CLAMEUR, s. m. (Jurisp.) en général signifie demande ; il signifie aussi quelquefois saisie, exécution, contrainte. C’est ainsi qu’il est dit faire sa clameur au roi, en l’ancienne chronique de Flandres, ch. lxxxv. Il est parlé de clameur, clamor, en l’ordonnance de Philippe IV. de l’an 1304, & de la clameur du petit scel de Montpellier dans l’ordonnance de Louis XII. art. 142. & suiv.

Clameur, en Normandie, est toute demande intentée par la voie possessoire ou pétitoire, pour se plaindre en justice par action civile du dommage que l’on prétend avoir souffert. On y distingue plusieurs sortes de clameurs ; savoir,

Clameur de bourse, est l’action en retrait lignager, féodal, ou autre.

Clameur de bourse gagée, c’est quand le défendeur en retrait lignager, féodal, ou autre, acquiesce au retrait, en lui remboursant le sort principal du prix de la vente, frais, & loyaux coûts.

Clameur à droit conventionnel, est l’action pour exercer la faculté de réméré.

Clameur à droit de lettre lûe, est la faculté qui appartient à un tiers acquéreur qui a possédé par an & jour un héritage ou autre immeuble en vertu d’un titre authentique, de le pouvoir retirer sur celui qui s’en est rendu adjudicataire par decret, en lui remboursant le prix de l’adjudication, frais & loyaux coûts dans l’an & jour. Coût. de Normandie, art. 451.

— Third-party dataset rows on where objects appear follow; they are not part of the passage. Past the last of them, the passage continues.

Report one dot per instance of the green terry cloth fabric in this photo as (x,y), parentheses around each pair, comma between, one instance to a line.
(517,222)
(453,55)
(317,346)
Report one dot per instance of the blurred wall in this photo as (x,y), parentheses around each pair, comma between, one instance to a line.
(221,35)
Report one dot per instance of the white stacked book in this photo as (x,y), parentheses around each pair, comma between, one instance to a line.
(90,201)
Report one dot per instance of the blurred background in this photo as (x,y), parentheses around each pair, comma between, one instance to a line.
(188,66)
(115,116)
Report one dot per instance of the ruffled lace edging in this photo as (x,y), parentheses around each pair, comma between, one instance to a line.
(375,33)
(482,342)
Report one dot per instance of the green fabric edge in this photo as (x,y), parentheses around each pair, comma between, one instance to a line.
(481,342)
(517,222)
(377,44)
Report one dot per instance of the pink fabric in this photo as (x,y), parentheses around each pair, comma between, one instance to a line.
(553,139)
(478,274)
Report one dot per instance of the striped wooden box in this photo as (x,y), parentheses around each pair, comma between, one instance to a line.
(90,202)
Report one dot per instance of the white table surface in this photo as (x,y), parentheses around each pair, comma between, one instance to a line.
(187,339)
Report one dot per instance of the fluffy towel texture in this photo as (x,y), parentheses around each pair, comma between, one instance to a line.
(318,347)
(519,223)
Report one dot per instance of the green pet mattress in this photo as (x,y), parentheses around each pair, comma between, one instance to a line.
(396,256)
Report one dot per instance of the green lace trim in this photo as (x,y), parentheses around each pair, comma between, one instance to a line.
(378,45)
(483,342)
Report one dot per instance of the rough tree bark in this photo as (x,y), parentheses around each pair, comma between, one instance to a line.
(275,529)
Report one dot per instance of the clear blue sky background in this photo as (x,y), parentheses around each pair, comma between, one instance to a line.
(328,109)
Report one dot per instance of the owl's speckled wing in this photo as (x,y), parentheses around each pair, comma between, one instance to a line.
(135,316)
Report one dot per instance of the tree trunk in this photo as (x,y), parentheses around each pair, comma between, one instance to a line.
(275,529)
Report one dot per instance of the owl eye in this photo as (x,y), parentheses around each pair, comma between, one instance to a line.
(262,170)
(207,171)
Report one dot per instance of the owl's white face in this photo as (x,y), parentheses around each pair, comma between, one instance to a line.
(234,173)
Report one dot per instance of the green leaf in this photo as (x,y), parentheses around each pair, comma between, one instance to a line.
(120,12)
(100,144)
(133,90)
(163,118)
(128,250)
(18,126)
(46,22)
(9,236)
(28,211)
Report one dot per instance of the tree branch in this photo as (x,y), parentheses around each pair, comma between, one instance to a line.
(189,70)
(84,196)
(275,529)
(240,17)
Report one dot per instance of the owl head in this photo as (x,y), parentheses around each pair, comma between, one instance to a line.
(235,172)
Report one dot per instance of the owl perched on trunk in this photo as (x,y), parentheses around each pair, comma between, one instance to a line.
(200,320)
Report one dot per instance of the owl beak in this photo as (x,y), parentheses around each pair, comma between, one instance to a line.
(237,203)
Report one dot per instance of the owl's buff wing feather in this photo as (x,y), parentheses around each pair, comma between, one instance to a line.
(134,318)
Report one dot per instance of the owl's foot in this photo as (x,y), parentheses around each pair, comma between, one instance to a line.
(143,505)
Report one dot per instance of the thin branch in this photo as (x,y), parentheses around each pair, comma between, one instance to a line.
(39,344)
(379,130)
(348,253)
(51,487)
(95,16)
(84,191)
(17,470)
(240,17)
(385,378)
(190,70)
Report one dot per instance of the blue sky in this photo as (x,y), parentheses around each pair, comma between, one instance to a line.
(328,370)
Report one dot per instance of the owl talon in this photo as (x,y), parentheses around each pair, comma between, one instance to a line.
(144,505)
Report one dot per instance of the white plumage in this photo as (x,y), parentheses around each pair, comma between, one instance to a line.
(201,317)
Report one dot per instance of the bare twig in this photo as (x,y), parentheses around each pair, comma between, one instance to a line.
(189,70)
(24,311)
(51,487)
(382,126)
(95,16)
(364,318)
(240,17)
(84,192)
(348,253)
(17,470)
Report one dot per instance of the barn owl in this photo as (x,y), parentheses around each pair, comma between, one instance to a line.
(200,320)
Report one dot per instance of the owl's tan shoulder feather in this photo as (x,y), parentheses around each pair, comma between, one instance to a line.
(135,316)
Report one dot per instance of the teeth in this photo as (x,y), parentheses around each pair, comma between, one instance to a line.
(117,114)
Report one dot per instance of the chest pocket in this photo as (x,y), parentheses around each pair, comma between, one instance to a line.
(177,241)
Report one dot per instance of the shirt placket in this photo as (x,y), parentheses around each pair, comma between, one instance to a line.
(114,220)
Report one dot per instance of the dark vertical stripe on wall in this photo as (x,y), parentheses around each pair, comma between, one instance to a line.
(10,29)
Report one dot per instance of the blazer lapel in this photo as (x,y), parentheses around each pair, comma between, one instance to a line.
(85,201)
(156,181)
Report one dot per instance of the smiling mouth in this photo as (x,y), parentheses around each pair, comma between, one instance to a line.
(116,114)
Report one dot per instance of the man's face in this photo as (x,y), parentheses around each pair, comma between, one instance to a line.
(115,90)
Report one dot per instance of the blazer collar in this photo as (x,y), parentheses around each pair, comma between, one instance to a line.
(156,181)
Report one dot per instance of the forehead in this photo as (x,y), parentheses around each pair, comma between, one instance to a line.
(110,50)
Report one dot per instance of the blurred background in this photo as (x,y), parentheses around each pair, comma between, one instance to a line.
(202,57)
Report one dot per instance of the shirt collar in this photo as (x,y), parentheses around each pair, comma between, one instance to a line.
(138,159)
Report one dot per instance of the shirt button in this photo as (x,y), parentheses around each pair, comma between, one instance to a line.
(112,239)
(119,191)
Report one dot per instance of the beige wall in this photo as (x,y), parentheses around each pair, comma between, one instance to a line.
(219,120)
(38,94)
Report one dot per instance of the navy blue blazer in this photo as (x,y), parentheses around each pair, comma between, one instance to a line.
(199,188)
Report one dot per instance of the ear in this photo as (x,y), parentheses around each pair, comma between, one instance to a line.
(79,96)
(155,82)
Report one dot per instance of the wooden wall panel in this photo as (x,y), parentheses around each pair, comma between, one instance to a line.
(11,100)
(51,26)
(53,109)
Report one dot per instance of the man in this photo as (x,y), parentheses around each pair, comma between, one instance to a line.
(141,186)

Clameur fausse, est quand on se plaint à tort à justice. Anc. coût. de Norman. ch. vij. 95.

Forte clameur, est une amende de deux sols six deniers dûe au Roi, selon la coûtume locale de la châtellenie de Montereau, ressort de Meaux ; lorsque quelqu’un a fait ajourner un autre en action personnelle, celui qui succombe la doit pour le premier ajournement, supposé que les parties s’accordent, sans porter la cause à l’audience ; car s’ils persistent plus loin, & que la cause soit contestée, il y a sept sols six deniers d’amende : c’est proprement l’amende du clain & clameur faite en justice, qui est moindre que l’amende du ni atteint & vérifie qui est dûe pour la contestation. Voyez le glossaire de M. de Lauriere au mot Forte clameur.

Clameur de gage plege, est une complainte contre le trouble fait en la propriété ou possession d’un héritage, par voie de fait, violence, ou autrement. Normand. art. 5.

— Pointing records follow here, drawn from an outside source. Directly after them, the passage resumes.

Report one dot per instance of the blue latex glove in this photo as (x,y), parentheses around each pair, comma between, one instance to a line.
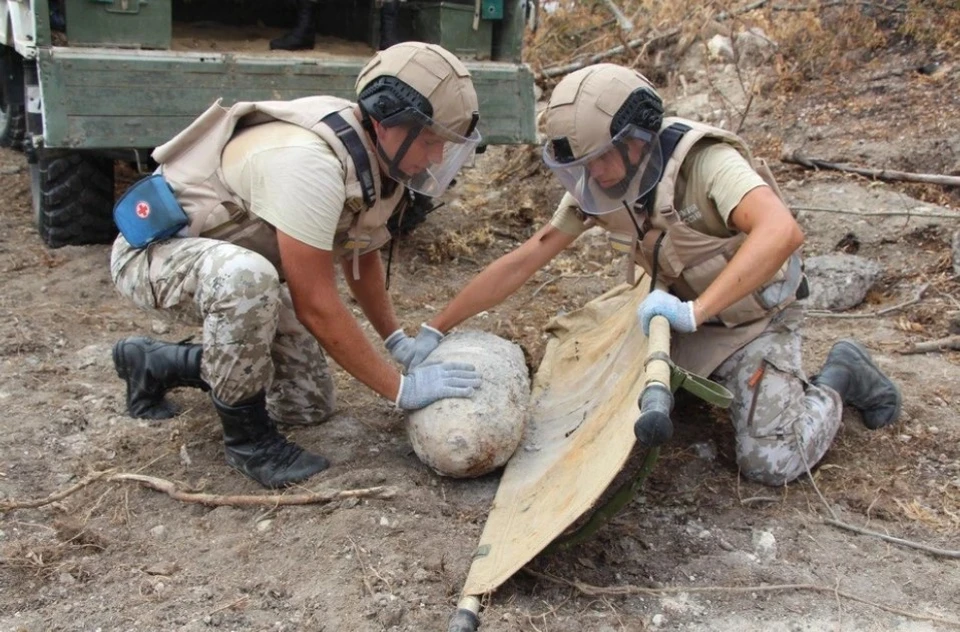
(410,352)
(436,380)
(678,313)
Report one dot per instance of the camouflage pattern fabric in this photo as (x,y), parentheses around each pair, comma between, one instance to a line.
(783,422)
(252,339)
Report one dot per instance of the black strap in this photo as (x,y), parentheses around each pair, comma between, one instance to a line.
(351,140)
(669,139)
(656,261)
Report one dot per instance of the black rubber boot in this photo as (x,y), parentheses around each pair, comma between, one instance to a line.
(850,371)
(303,35)
(255,447)
(153,367)
(389,24)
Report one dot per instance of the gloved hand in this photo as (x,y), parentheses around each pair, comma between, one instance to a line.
(436,380)
(678,313)
(410,352)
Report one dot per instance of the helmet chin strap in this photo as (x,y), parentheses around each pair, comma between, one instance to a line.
(393,164)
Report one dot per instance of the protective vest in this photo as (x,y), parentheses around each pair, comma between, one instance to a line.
(686,260)
(190,163)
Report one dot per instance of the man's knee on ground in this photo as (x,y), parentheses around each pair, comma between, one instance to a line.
(243,275)
(774,463)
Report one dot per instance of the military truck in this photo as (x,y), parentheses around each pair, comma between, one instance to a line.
(89,87)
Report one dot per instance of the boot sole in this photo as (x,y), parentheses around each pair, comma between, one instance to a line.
(159,411)
(119,362)
(865,356)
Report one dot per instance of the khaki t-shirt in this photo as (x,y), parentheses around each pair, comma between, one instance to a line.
(713,179)
(290,178)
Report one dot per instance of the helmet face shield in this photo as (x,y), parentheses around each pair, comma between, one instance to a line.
(611,177)
(422,154)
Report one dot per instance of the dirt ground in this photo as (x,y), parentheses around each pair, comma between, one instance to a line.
(699,549)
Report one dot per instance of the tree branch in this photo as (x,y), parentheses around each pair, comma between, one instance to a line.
(798,158)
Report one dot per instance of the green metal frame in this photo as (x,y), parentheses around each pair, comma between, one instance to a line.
(102,98)
(107,99)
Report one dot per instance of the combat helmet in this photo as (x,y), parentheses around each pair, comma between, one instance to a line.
(421,87)
(604,112)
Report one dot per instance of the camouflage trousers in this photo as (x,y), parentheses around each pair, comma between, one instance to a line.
(783,423)
(252,340)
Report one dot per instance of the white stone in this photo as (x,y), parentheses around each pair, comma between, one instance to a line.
(721,48)
(462,437)
(765,545)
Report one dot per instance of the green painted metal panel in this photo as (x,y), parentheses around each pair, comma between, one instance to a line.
(108,99)
(124,23)
(491,9)
(451,26)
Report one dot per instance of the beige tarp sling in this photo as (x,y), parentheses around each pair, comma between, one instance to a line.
(580,434)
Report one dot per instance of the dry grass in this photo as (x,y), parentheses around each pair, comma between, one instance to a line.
(814,38)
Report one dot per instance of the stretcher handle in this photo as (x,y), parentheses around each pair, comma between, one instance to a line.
(654,427)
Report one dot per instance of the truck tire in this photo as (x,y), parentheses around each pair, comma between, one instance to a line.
(73,198)
(12,119)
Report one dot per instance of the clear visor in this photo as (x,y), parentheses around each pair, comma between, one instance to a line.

Clameur gagée, est le retrait consenti par l’acquéreur.

Clameur de haro, usitée en Normandie, & que Dumolin appelle quiritatio Normanorum, est une plainte verbale & clameur publique de celui à qui on fait quelque violence ou injustice, & qui implore la protection du prince, ou qui trouvant sa partie la veut mener devant le juge, en sorte que cette clameur emporte avec elle une assignation verbale.

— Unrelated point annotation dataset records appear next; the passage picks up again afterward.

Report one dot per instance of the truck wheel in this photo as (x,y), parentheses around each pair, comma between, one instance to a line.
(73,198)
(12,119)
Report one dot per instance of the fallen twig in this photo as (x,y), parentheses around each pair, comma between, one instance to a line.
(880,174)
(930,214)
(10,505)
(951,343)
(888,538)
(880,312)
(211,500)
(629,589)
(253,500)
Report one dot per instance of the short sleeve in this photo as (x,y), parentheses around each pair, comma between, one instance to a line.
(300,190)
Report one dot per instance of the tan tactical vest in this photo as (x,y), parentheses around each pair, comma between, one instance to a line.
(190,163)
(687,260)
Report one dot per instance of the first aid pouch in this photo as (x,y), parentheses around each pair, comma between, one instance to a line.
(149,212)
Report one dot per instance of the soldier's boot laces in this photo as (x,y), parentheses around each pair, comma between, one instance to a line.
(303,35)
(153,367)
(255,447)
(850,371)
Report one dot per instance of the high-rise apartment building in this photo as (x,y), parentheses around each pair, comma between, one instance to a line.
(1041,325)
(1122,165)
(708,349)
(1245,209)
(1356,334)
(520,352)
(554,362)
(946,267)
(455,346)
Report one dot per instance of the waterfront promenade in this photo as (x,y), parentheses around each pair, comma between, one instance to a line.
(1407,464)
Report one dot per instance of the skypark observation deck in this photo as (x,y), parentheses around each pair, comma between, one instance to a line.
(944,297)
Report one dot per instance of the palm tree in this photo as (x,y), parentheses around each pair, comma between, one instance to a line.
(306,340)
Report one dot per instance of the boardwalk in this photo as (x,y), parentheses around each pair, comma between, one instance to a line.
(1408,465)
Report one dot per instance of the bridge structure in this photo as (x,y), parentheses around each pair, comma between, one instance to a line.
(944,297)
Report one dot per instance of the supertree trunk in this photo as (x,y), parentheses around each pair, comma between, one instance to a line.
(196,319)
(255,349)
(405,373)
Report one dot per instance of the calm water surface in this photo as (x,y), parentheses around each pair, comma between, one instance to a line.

L’opinion la plus suivie sur l’origine de cette clameur de haro, est que le terme de haro est une invocation du nom de Raoul ou Rollo premier duc de Normandie, qui se rendit respectable à son peuple, tant par ses conquêtes que par l’amour qu’il avoit pour la justice. Comme on imploroit sa protection de son vivant par une clameur publique, en l’appellant & en proférant son nom, & qu’après sa mort sa mémoire fut en vénération à son peuple, on continua d’user de la même clameur & du terme de haro, par corruption de ha Raoul. On a donné plusieurs autres étymologies du terme de haro, mais qui ne paroissent pas bien fondées.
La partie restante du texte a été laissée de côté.